Dai curriculum vitae di alcuni degli attuali dirigenti della Signalhorn emergono gli stretti legami di lavoro con il settore della difesa americano. Il CEO James Kubbernus, ad esempio, era fino a qualche mese fa responsabile di TrustComm, una grande azienda di telecomunicazioni che ha la sua sede in una base aerea militare in Texas. Il suo braccio destro Rick Minter è invece stato Chief operating officer della SES Government Solutions, una società specializzata nei satelliti e nelle telecomunicazioni militari, legata a doppio filo con il governo e l’esercito statunitensi.

Il DDPS dal canto suo non è preoccupato: «Non vi è nessun motivo di credere che questa azienda e la sua infrastruttura abbiano qualcosa a che vedere con PRISM». In dieci anni, la posizione delle autorità insomma non è cambiata, se non per il nome del programma di spionaggio.

Vuoto legislativo?

E anche se si avverasse che la Signalhorn compie effettivamente operazioni di intercettazione per conto di un servizio d’informazioni straniero, le autorità potrebbero intervenire solo nel caso in cui le comunicazioni partono o sono dirette in Svizzera. Se le intercettazioni concernono comunicazioni all’estero, «di fatto ciò non violerebbe nessuna legge svizzera», indica il DDPS.

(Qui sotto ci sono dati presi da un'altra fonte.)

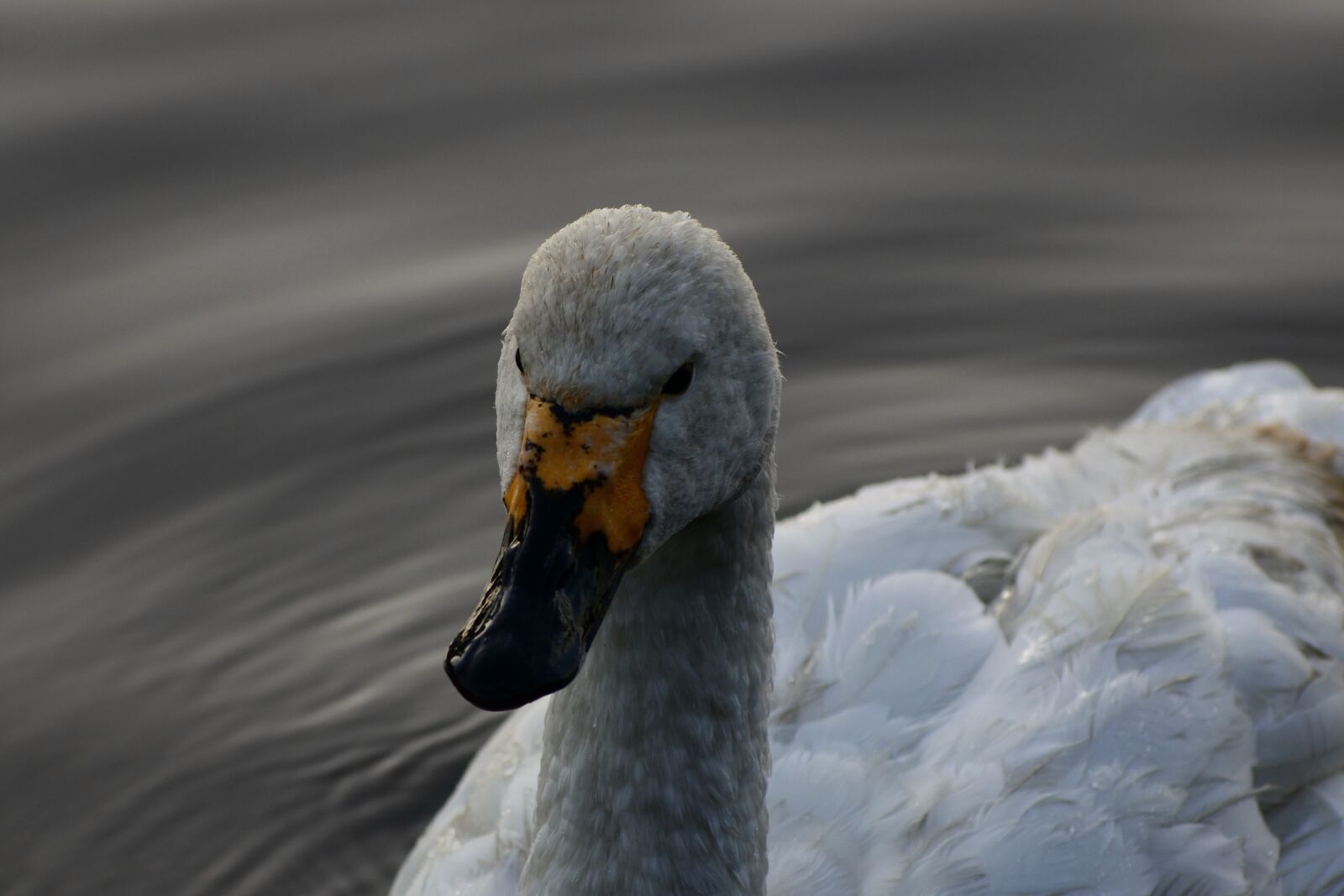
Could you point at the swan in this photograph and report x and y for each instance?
(1110, 671)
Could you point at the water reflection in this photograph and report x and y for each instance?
(255, 257)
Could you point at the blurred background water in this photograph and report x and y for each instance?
(255, 258)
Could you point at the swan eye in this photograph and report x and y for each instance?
(679, 382)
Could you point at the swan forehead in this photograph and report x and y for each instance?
(616, 301)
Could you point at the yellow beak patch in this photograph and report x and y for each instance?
(600, 453)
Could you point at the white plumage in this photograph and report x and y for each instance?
(1115, 671)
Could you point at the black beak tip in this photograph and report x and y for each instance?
(497, 678)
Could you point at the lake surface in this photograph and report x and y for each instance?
(255, 261)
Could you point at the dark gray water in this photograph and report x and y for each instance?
(255, 258)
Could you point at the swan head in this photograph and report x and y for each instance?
(638, 391)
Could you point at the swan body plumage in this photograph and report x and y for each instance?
(1116, 669)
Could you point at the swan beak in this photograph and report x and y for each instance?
(575, 513)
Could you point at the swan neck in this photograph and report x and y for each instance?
(655, 759)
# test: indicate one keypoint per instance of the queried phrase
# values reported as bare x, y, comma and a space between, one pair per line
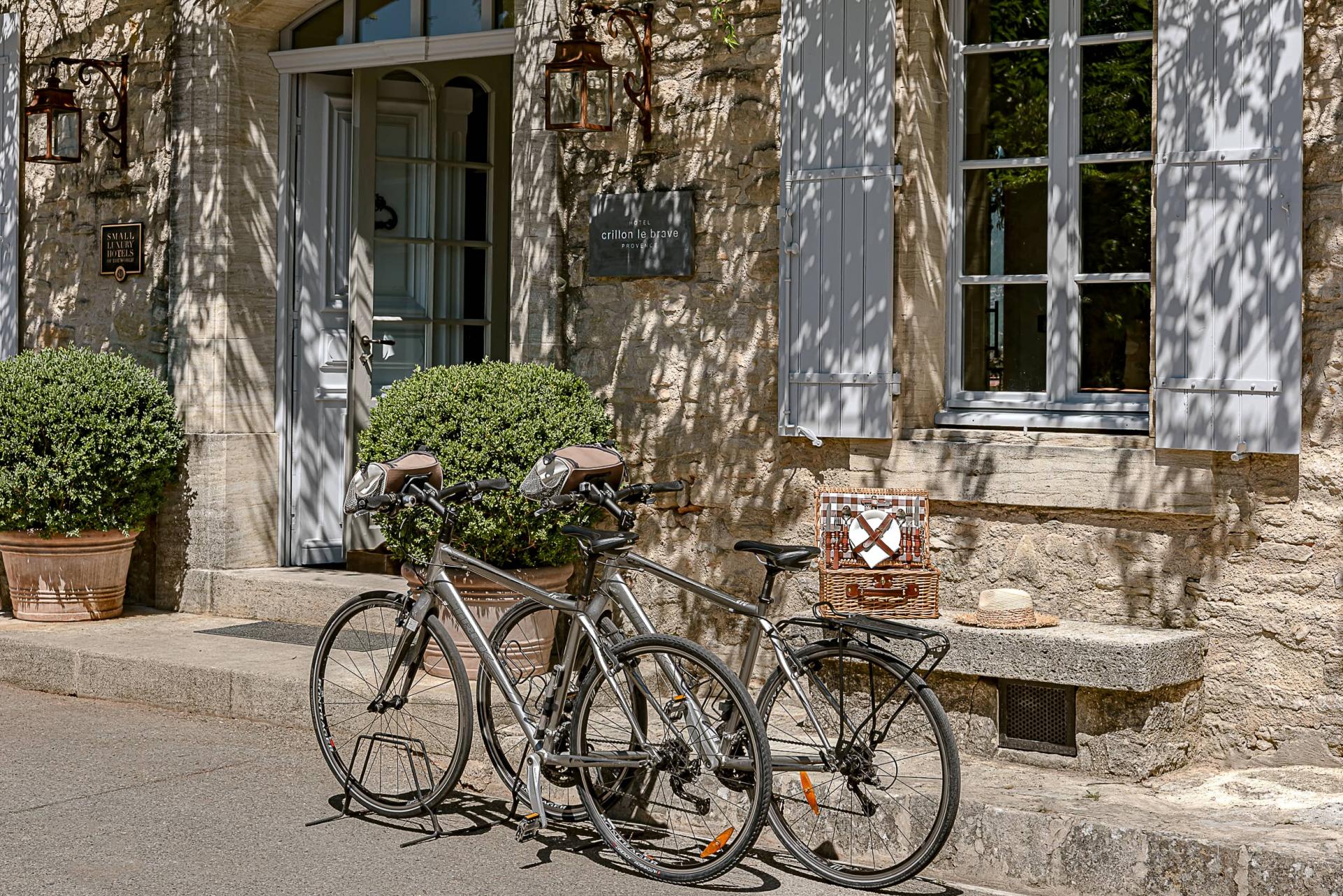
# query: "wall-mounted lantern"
54, 120
578, 85
578, 80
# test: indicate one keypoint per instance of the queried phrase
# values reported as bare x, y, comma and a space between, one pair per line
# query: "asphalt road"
115, 798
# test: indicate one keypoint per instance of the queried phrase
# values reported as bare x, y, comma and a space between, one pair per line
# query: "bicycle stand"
397, 742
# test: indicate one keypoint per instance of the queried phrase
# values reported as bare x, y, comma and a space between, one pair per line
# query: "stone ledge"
1087, 655
281, 594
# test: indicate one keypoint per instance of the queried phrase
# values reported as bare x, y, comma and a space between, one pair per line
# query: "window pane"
325, 29
401, 201
1005, 338
1005, 220
467, 121
452, 17
383, 19
1118, 97
1001, 20
397, 362
1007, 104
401, 278
1116, 329
1111, 17
1116, 218
461, 283
473, 344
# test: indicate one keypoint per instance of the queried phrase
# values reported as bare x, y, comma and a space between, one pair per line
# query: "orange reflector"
809, 792
719, 843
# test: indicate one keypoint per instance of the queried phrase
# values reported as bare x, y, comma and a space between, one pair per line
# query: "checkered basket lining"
833, 527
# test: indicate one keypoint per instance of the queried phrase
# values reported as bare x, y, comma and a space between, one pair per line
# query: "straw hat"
1007, 609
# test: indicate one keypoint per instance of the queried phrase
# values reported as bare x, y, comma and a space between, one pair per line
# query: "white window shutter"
10, 66
837, 220
1228, 294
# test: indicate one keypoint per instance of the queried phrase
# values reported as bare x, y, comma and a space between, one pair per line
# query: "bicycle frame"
614, 588
586, 611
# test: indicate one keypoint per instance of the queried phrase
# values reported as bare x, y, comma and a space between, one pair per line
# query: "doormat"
304, 636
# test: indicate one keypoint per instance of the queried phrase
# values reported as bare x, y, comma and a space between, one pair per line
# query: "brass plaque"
122, 250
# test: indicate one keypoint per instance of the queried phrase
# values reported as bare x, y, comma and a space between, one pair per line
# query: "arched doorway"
401, 229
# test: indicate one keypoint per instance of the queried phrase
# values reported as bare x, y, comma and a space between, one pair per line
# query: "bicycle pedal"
528, 828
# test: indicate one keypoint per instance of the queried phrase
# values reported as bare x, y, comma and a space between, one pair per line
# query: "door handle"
366, 348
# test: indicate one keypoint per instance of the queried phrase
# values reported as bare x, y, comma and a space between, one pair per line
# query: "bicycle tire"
946, 816
748, 723
319, 684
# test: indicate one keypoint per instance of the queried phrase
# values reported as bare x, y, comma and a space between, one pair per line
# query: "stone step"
284, 594
1204, 832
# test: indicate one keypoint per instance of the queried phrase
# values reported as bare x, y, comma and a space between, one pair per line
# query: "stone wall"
689, 367
203, 178
64, 299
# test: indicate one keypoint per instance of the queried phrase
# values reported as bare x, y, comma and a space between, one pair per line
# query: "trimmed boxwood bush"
483, 422
87, 441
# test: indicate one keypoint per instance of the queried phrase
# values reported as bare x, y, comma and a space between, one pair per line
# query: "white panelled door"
837, 214
321, 309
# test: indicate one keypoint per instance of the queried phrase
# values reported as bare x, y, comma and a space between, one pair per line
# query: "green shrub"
483, 422
87, 441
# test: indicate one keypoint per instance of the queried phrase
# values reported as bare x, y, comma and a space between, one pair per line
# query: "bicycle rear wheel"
408, 753
677, 820
888, 802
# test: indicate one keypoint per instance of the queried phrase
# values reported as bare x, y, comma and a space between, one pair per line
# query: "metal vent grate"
1037, 716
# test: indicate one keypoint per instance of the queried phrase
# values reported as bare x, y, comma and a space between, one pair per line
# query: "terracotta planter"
488, 602
64, 579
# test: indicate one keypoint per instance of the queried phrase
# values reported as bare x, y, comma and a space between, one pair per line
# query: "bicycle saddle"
601, 541
789, 557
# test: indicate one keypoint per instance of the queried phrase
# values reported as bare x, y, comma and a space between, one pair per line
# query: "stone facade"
1102, 528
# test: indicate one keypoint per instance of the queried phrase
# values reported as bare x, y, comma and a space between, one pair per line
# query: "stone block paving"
1202, 830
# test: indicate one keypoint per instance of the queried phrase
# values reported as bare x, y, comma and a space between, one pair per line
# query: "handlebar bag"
388, 477
562, 472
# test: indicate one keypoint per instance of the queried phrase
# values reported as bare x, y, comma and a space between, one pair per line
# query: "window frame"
1063, 253
350, 34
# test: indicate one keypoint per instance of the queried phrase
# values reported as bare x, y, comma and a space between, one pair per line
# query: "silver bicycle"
645, 731
867, 778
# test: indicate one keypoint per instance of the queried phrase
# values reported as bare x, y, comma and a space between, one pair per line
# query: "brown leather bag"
562, 472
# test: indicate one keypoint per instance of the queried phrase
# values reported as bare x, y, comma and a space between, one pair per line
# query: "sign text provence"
642, 234
122, 250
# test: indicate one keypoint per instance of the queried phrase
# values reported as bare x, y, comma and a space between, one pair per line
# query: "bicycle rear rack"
401, 744
864, 629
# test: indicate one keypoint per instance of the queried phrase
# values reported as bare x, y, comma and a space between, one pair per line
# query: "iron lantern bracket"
637, 87
118, 74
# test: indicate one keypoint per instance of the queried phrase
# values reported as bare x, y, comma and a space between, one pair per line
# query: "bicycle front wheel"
886, 805
398, 751
672, 817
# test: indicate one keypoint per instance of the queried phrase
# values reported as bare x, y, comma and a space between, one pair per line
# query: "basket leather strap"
874, 535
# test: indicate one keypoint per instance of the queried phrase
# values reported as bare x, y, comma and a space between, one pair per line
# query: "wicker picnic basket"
904, 586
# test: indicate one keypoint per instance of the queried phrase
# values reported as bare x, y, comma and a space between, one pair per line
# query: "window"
1051, 243
372, 20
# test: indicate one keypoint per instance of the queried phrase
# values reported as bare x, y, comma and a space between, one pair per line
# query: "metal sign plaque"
122, 250
642, 234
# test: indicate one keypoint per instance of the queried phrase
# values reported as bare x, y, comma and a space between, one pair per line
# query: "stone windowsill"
1087, 655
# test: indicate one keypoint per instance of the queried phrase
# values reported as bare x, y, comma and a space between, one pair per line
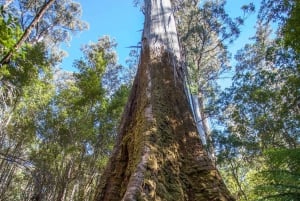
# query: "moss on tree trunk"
158, 155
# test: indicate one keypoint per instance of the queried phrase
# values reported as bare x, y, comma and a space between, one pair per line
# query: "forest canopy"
58, 128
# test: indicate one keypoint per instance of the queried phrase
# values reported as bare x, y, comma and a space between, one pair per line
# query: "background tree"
261, 113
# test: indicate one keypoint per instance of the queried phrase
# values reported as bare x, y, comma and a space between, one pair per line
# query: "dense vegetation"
57, 128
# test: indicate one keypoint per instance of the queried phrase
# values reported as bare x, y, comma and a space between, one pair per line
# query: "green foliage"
258, 148
279, 180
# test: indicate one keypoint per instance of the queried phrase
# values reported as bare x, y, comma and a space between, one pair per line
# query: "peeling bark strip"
158, 155
160, 29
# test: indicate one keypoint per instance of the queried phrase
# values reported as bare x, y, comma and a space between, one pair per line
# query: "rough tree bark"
158, 153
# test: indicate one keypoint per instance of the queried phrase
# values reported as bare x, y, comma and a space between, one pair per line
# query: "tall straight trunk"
158, 153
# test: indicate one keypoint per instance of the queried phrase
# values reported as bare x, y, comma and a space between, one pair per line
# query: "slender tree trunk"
28, 30
158, 154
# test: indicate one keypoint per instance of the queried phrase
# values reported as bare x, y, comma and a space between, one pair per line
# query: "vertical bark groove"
158, 154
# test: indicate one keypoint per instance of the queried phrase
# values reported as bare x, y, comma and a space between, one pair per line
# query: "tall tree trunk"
158, 154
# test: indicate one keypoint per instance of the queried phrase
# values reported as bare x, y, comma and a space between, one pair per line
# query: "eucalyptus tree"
261, 111
76, 130
158, 154
204, 29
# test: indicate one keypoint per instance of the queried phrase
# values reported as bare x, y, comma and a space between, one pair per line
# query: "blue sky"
122, 21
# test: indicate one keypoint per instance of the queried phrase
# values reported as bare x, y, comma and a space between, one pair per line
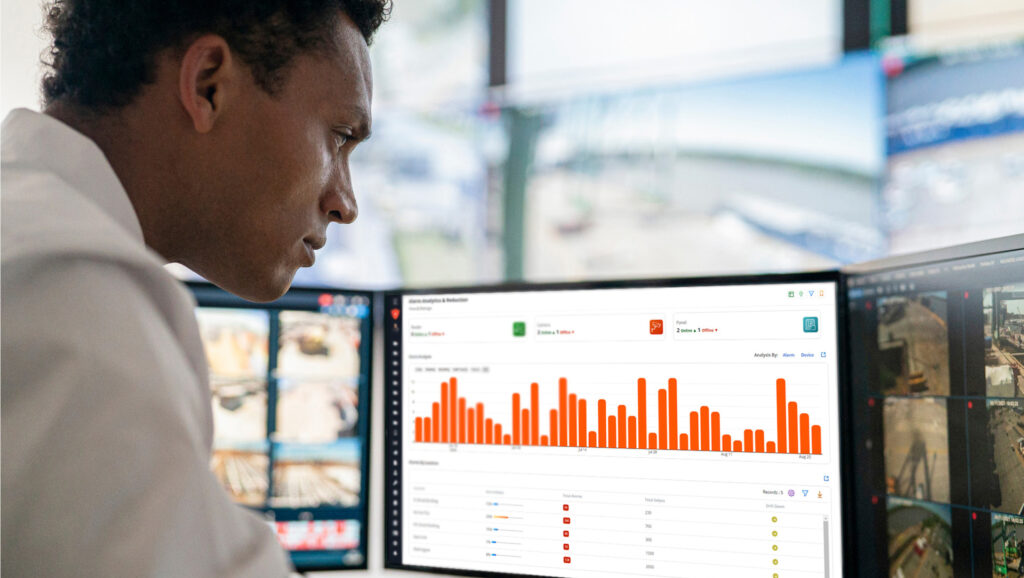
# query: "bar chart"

«Non avere a disposizione mezzi giuridici per impedire di compiere questo genere di attività ad aziende che magari si rivelano poi essere filiali private di servizi di informazione stranieri è alquanto problematico», commenta Balthasar Glättli. «Entra in gioco la questione della neutralità svizzera», sottolinea il consigliere nazionale ecologista zurighese, membro della commissione della politica di sicurezza e autore di diversi interventi parlamentari in relazione allo scandalo Datagate.

Durante la prossima seduta, la commissione potrebbe procedere a un’audizione dei responsabili del Servizio delle attività informative della Confederazione. «Vogliamo che ci dicano chiaramente cosa sanno delle attività dei servizi segreti esteri in Svizzera. Sul tappeto vi sarà anche la questione di Leuk e se dovesse confermarsi che una società può procedere a simili intercettazioni all’estero in tutta legalità, a mio avviso vi è un problema di vuoto legislativo che va colmato».